By Vincent P. O’Hara
4/18/2018 • MHQ Magazine

Q: In addition to attacking shipping, why didn’t German U-boats surface and shell military or civilian targets on shore?

James Goodwin

Lake Ridge, Va.

A: German and Japanese submarines did halfheartedly attack American land targets. Shore bombardments were risky, and the submarines’ light deck guns were intended to sink undefended merchant ships at short range. They could not hit targets at longer ranges, especially at night.

The Germans considered shore bombardments a waste of time. Admiral Karl Dönitz, Germany’s U-boat führer, was focused on the tonnage war and sinking Allied shipping. Grand Admiral Erich Raeder ordered three U-boats to bombard the Shell oil refinery on Aruba. Dönitz disobeyed and ordered his captains to go after the tankers first and only then undertake Raeder’s bombardment, if conditions allowed. On February 16, 1942, U-156 surfaced after dark to bombard Aruba’s tank farm. However, the crew forgot to remove the protective tampion from the 105mm deck gun, and the weapon exploded with the first round.

Dönitz then sent U-67 and U-502 to Aruba, but their captains aborted because the refinery was blacked out, and a Dutch launch patrolled the harbor. Obviously, they had little stomach for the job. In one last effort on April 19, U-130 attacked the Shell facility at Curaçao. Shore batteries drove it off after firing only 12 rounds.

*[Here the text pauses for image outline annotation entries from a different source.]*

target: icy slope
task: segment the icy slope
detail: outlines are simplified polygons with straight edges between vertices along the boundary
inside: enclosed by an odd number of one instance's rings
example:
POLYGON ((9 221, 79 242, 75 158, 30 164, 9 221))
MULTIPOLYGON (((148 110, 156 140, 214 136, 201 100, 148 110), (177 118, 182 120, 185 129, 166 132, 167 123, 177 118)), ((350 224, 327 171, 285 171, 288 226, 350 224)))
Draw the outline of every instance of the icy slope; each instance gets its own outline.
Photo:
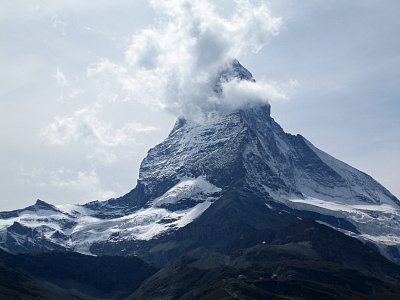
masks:
POLYGON ((84 206, 54 207, 38 200, 26 209, 0 213, 0 246, 18 252, 65 248, 90 253, 95 242, 148 240, 198 218, 219 192, 204 177, 185 178, 146 207, 107 220, 84 206))
MULTIPOLYGON (((217 94, 223 81, 254 81, 237 61, 218 76, 217 94)), ((204 220, 207 214, 223 219, 216 222, 227 227, 221 232, 243 222, 247 233, 274 227, 268 220, 273 215, 280 225, 305 215, 321 221, 319 216, 325 215, 336 218, 336 223, 353 224, 356 230, 348 234, 372 241, 388 257, 400 259, 399 200, 369 175, 304 137, 285 133, 270 109, 268 104, 247 106, 215 113, 200 123, 179 118, 169 136, 149 150, 131 192, 81 206, 54 207, 38 201, 23 210, 0 213, 0 246, 25 252, 89 252, 92 245, 103 243, 102 249, 107 248, 104 244, 118 244, 125 250, 126 241, 170 237, 188 224, 195 227, 192 221, 204 220), (224 196, 224 203, 216 201, 224 196), (268 217, 259 216, 255 201, 270 210, 265 212, 268 217), (252 223, 255 215, 257 222, 252 223), (394 246, 391 253, 387 245, 394 246)), ((206 234, 202 227, 195 229, 190 234, 206 234)))

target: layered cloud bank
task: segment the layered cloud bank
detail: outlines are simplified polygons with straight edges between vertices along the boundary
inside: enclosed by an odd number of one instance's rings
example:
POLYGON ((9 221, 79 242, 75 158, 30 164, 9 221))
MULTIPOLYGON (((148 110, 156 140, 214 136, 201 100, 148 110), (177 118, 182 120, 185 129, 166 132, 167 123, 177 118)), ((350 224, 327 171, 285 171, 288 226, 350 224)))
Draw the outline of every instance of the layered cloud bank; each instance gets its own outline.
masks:
POLYGON ((229 17, 204 0, 153 0, 151 6, 157 25, 133 35, 126 65, 103 60, 90 76, 111 73, 134 100, 195 119, 286 97, 261 81, 233 80, 222 84, 221 94, 214 91, 217 74, 233 59, 257 53, 279 33, 281 19, 266 4, 235 1, 229 17))

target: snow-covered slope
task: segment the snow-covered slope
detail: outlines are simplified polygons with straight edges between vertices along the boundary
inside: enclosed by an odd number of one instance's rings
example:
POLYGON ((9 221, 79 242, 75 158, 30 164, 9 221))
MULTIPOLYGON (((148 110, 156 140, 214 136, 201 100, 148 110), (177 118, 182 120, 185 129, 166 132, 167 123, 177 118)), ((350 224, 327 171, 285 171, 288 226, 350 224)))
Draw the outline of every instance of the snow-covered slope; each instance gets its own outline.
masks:
MULTIPOLYGON (((234 61, 219 74, 215 92, 221 92, 219 82, 232 78, 254 81, 234 61)), ((54 207, 38 201, 26 209, 0 213, 0 246, 27 252, 91 252, 98 243, 154 241, 201 220, 206 212, 207 218, 222 216, 253 226, 248 220, 259 211, 248 207, 255 199, 275 210, 282 224, 304 217, 302 212, 314 212, 310 216, 319 221, 330 216, 338 221, 331 226, 372 241, 392 259, 400 258, 399 200, 367 174, 304 137, 285 133, 270 116, 268 104, 215 114, 201 123, 179 118, 170 135, 149 150, 131 192, 82 206, 54 207), (245 201, 236 206, 229 202, 234 201, 226 196, 232 190, 245 201), (231 213, 224 215, 228 209, 231 213), (345 230, 343 222, 355 230, 345 230)), ((257 216, 254 228, 271 226, 270 217, 257 216)), ((203 234, 201 228, 193 232, 203 234)))
POLYGON ((204 177, 185 178, 134 213, 107 220, 84 206, 55 207, 38 200, 28 208, 0 213, 0 246, 18 252, 65 248, 90 253, 95 242, 149 240, 195 220, 219 192, 204 177))

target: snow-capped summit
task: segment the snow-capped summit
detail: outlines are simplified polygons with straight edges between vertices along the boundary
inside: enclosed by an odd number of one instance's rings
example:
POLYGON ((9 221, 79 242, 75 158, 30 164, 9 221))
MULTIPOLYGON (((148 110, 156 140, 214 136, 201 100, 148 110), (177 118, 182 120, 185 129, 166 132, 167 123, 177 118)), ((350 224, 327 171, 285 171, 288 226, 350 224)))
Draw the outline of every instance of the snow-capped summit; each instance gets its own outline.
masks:
MULTIPOLYGON (((238 61, 219 78, 254 81, 238 61)), ((0 213, 0 246, 155 256, 199 245, 228 251, 313 218, 398 260, 400 201, 369 175, 285 133, 270 113, 260 104, 201 123, 178 118, 149 150, 132 191, 0 213)))

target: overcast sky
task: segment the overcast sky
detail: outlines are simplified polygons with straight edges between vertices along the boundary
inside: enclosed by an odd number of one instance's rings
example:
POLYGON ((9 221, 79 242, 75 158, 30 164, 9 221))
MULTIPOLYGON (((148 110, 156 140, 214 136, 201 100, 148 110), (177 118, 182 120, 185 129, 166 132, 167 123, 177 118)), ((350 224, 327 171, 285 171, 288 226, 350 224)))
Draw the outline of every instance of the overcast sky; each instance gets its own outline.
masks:
MULTIPOLYGON (((176 115, 197 112, 189 111, 199 106, 195 90, 185 90, 191 100, 159 93, 165 86, 158 84, 170 86, 163 75, 177 65, 164 60, 159 67, 145 55, 170 57, 174 43, 192 34, 167 31, 162 10, 174 6, 157 9, 157 2, 0 0, 0 210, 37 198, 61 204, 123 195, 176 115), (160 39, 171 48, 154 46, 160 39), (133 72, 139 64, 151 72, 133 72), (146 74, 160 80, 153 84, 146 74)), ((202 21, 214 22, 206 38, 218 47, 210 53, 238 56, 284 130, 399 197, 400 2, 253 1, 268 8, 254 12, 246 1, 239 11, 234 1, 210 2, 215 15, 200 10, 202 21), (218 31, 239 38, 220 43, 218 31)), ((189 61, 203 53, 182 47, 189 61)), ((201 57, 200 70, 212 70, 214 58, 201 57)))

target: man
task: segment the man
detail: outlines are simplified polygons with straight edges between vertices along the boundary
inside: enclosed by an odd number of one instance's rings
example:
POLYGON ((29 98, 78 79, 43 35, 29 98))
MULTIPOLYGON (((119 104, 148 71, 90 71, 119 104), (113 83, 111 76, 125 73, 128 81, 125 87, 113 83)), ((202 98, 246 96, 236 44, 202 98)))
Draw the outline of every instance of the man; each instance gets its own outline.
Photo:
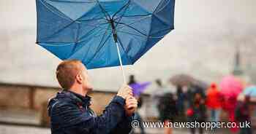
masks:
POLYGON ((129 133, 137 100, 123 86, 101 116, 90 109, 92 90, 86 67, 79 60, 65 60, 56 69, 63 90, 50 99, 48 112, 52 134, 129 133))

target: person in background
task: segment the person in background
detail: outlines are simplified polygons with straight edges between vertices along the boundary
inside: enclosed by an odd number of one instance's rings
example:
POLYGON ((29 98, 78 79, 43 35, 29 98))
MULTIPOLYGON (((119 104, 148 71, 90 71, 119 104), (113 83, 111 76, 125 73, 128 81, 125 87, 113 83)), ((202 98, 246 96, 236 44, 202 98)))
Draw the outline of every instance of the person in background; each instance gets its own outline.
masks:
POLYGON ((138 106, 132 89, 124 85, 103 114, 97 116, 90 108, 92 91, 85 66, 79 60, 61 62, 56 77, 63 90, 48 103, 52 134, 129 133, 138 106))
MULTIPOLYGON (((129 85, 131 85, 131 84, 137 83, 137 81, 136 81, 135 77, 134 75, 130 75, 129 78, 129 82, 128 82, 129 85)), ((139 96, 135 96, 135 98, 138 100, 138 108, 140 109, 142 105, 143 105, 143 98, 140 95, 139 96)), ((141 134, 146 134, 145 129, 144 129, 144 127, 143 125, 143 120, 142 119, 142 118, 141 118, 141 117, 140 117, 140 114, 139 114, 139 112, 138 111, 136 111, 135 113, 134 119, 138 121, 139 123, 140 123, 139 124, 139 127, 140 129, 140 133, 141 134)), ((132 133, 134 133, 134 132, 132 132, 132 133)))
POLYGON ((207 90, 206 106, 211 111, 211 122, 219 122, 221 95, 215 83, 212 83, 207 90))
MULTIPOLYGON (((158 109, 160 114, 160 120, 165 122, 165 126, 169 122, 174 122, 175 117, 178 114, 176 102, 172 93, 165 93, 160 98, 158 109)), ((165 127, 165 134, 171 134, 172 129, 170 127, 165 127)))
POLYGON ((160 103, 159 100, 164 95, 171 93, 171 90, 165 87, 160 79, 156 79, 155 82, 157 87, 152 93, 152 106, 154 107, 153 109, 156 109, 158 118, 160 118, 160 110, 158 109, 158 106, 160 103))
MULTIPOLYGON (((187 115, 188 116, 189 122, 195 122, 195 121, 201 123, 206 121, 206 107, 205 105, 204 98, 199 92, 195 94, 194 100, 192 106, 187 111, 187 115)), ((198 127, 199 133, 203 133, 203 127, 198 127)), ((196 128, 191 127, 190 131, 192 134, 195 133, 196 128)))
POLYGON ((250 97, 245 96, 244 102, 238 102, 236 109, 236 120, 240 122, 242 127, 240 128, 240 134, 252 134, 252 130, 250 127, 246 127, 246 122, 251 122, 251 105, 250 97))
POLYGON ((178 116, 181 117, 181 120, 184 120, 185 117, 184 112, 184 103, 186 99, 186 95, 183 92, 182 87, 180 85, 177 85, 177 102, 176 106, 178 111, 178 116))

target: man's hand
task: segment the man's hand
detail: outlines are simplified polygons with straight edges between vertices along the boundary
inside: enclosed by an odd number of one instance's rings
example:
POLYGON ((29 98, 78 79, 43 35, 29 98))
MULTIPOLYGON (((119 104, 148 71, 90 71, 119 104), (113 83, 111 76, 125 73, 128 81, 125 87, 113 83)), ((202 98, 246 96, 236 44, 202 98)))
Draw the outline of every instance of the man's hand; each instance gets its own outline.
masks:
POLYGON ((125 113, 127 116, 130 117, 135 112, 138 107, 138 100, 135 98, 129 95, 125 100, 125 113))
POLYGON ((128 96, 132 96, 132 90, 129 86, 124 84, 117 92, 117 95, 127 99, 128 96))

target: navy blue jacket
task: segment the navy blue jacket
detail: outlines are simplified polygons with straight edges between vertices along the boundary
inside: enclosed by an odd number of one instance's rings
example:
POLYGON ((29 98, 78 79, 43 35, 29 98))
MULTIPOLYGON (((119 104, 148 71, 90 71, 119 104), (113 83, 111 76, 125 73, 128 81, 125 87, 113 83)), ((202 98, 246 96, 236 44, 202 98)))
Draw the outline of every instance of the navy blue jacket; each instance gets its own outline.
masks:
POLYGON ((52 134, 125 134, 131 130, 132 117, 125 114, 125 100, 115 96, 101 116, 90 109, 91 98, 61 91, 50 99, 48 114, 52 134))

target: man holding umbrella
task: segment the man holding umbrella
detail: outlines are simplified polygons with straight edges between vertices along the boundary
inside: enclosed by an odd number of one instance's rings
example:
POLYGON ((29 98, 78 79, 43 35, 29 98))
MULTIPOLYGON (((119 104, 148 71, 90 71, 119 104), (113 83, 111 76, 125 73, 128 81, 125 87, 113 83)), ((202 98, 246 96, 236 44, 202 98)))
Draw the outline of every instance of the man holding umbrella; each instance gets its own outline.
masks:
POLYGON ((131 88, 123 86, 106 107, 96 116, 90 109, 91 85, 85 66, 79 60, 64 60, 56 69, 63 90, 50 100, 48 112, 52 134, 129 133, 138 102, 131 88))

Japanese submarines did attack targets on American soil. In 1942, I-17 lobbed 17 rounds into the Ellwood oil field near Santa Barbara. Most fell into the tidal flats, but the attack caused a sensation

Four months passed before Tokyo ordered a follow-up. I-26 engaged a lighthouse in British Columbia and I-25 attacked Fort Stevens near the Oregon seaport Astoria on June 21, 1942. It was so inaccurate that the shore battery held fire to keep from giving the sub a point of aim.

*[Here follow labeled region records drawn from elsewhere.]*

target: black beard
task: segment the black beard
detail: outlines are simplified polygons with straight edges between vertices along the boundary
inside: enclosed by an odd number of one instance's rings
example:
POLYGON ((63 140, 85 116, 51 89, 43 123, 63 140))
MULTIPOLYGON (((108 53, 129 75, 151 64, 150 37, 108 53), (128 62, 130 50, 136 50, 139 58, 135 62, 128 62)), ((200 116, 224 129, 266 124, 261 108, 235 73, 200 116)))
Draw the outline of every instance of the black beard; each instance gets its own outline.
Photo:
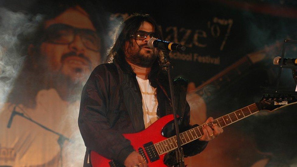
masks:
POLYGON ((74 81, 60 71, 52 74, 53 88, 63 100, 73 102, 79 99, 83 86, 81 81, 74 81))
POLYGON ((146 52, 148 54, 152 52, 152 54, 151 56, 146 56, 140 53, 141 50, 141 48, 139 49, 137 53, 130 54, 129 56, 126 56, 126 59, 131 63, 142 67, 152 67, 157 55, 153 51, 147 50, 146 52))

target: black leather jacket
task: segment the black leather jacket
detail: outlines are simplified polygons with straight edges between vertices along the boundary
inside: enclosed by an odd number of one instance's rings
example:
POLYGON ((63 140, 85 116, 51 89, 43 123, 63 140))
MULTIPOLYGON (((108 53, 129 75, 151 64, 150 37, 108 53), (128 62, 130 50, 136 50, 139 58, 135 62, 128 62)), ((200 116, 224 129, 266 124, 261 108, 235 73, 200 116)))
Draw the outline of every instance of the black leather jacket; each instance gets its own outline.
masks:
MULTIPOLYGON (((135 76, 123 72, 115 63, 101 64, 91 74, 83 90, 78 121, 87 147, 84 166, 87 166, 90 150, 122 164, 134 151, 130 141, 121 134, 145 129, 142 95, 135 76)), ((168 83, 159 82, 157 113, 162 117, 172 113, 172 110, 168 83)), ((177 111, 182 116, 181 126, 184 129, 189 127, 190 122, 190 107, 186 100, 187 85, 182 79, 174 82, 177 111)), ((184 155, 197 154, 207 144, 196 140, 186 144, 183 146, 184 155)))

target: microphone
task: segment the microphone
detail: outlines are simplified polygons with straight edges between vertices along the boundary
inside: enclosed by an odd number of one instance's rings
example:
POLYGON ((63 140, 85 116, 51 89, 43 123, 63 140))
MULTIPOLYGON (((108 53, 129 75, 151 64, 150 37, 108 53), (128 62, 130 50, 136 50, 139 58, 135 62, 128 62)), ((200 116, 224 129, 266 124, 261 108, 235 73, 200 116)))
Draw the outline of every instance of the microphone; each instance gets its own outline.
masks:
POLYGON ((283 64, 279 64, 281 60, 281 57, 278 56, 273 59, 273 64, 274 65, 284 65, 297 66, 297 59, 284 58, 283 64))
POLYGON ((176 50, 179 52, 182 52, 186 50, 186 47, 180 44, 157 40, 153 37, 148 40, 148 46, 151 49, 156 47, 161 50, 170 51, 176 50))
POLYGON ((8 124, 7 124, 7 128, 10 128, 10 126, 11 126, 11 123, 12 122, 12 119, 13 118, 13 117, 14 117, 15 115, 16 114, 17 112, 16 111, 16 106, 15 106, 14 108, 13 108, 13 110, 12 111, 12 112, 11 113, 11 115, 10 115, 10 118, 9 118, 9 120, 8 121, 8 124))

I-25’s seaplane, trying to trigger forest fires, twice bombed the Oregon countryside. In the first case, a ranger extinguished the resulting blaze; in the second, the forest was too wet to ignite.

 

Vincent P. O’Hara, a regular MHQ contributor, is the author of two naval histories: The German Fleet at War, 1939– 1945 ,and The U. S. Navy Against the Axis: Surface Combat, 1941–1945.